En août 1999, Mouhammad Bekjanov et ses cinq coaccusés, pendant leur procès, ont indiqué dans une déclaration conjointe qu’on les avait torturés en détention provisoire afin de les contraindre à faire des « aveux » attestant leur implication dans les attentats de février 1999 et incriminant Mouhammad Salih, le chef en exil du parti Erk. Mouhammad Bekjanov a déclaré qu’entre autres mauvais traitements, il avait reçu des coups de matraques en caoutchouc et de bouteilles en plastique remplies d’eau, et avait été asphyxié et soumis à des décharges électriques. Après son témoignage, le juge n’a donné que 40 minutes à la défense pour plaider. La cour a fondé sa décision sur les « aveux » de Mouhammad Bekjanov, sans tenir compte du fait qu’il avait dit qu’on l’avait torturé et fait « avouer » sous la contrainte. Le 18 août 1999, elle l’a condamné à 15 ans de prison pour sa participation présumée aux attentats de février 1999.
En Ouzbékistan, les autorités invoquent couramment de prétendues infractions au règlement pénitentiaire pour prolonger des peines d’emprisonnement aux termes de l’article 221 du Code pénal de la République d’Ouzbékistan, pour « désobéissance aux ordres légitimes de l’administration des établissements pénitentiaires ». En vertu de cet article, un prisonnier qui ne respecte pas le règlement pénitentiaire encourt une peine d’emprisonnement supplémentaire d’une durée pouvant aller jusqu’à cinq ans, et cette prolongation de peine peut être prononcée à plusieurs reprises. Il n’existe aucune liste publique des règles pénitentiaires et leur application semble souvent arbitraire et motivée par des considérations politiques.

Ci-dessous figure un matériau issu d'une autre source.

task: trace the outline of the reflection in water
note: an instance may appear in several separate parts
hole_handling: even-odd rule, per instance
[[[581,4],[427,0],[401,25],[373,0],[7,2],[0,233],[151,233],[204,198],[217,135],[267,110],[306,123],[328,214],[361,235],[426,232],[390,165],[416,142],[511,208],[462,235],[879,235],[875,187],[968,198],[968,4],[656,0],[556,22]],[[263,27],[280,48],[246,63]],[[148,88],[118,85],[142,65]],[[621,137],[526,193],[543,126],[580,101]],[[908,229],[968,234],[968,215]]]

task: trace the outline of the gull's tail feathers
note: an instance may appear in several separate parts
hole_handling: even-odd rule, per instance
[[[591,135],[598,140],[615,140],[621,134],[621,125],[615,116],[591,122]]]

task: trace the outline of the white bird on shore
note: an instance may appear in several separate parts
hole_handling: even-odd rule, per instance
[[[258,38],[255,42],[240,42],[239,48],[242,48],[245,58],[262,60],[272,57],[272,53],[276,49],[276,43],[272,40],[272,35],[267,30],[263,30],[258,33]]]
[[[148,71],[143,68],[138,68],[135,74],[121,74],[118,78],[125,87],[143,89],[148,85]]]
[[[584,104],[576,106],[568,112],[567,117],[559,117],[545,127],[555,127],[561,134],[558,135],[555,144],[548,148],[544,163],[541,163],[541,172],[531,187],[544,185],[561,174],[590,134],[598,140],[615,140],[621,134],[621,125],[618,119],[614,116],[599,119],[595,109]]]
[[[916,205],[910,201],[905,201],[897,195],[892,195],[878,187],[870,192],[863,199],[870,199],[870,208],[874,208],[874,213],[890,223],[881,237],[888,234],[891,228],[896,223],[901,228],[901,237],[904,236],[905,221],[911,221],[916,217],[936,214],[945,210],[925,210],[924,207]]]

Les prisonniers appartenant à certaines catégories – comme les défenseurs des droits humains, les personnes critiques à l’égard du gouvernement et les détenus déclarés coupables d’appartenance à des partis ou groupes islamistes, ou à des mouvements islamiques interdits en Ouzbékistan – font souvent l’objet de sanctions disciplinaires sévères dans les prisons où ils purgent leur peine, et voient leurs sentences prolongées pour de longues périodes, y compris pour de prétendues infractions mineures aux règlements carcéraux. Ainsi, ces prisonniers sont souvent placés dans des cellules disciplinaires (appelées SHIZO – du russe « shtrafnoi izoliator »), que d’anciens prisonniers ont décrites comme des pièces en béton souvent dépourvues de fenêtre, sans chauffage, lumière naturelle ou ventilation, et trop exiguës pour contenir un lit. Ils sont fréquemment privés des soins médicaux nécessaires et contraints de passer des heures à des travaux manuels pénibles (construction de bâtiments, fabrication de briques, etc.), avec des outils rudimentaires et des vêtements inadaptés, sans équipement de protection, et sans nourriture et eau en quantité suffisante à disposition. Selon d’anciens prisonniers et des proches de détenus, ils sont souvent victimes de passages à tabac et d’autres mauvais traitements infligés par des surveillants et des codétenus.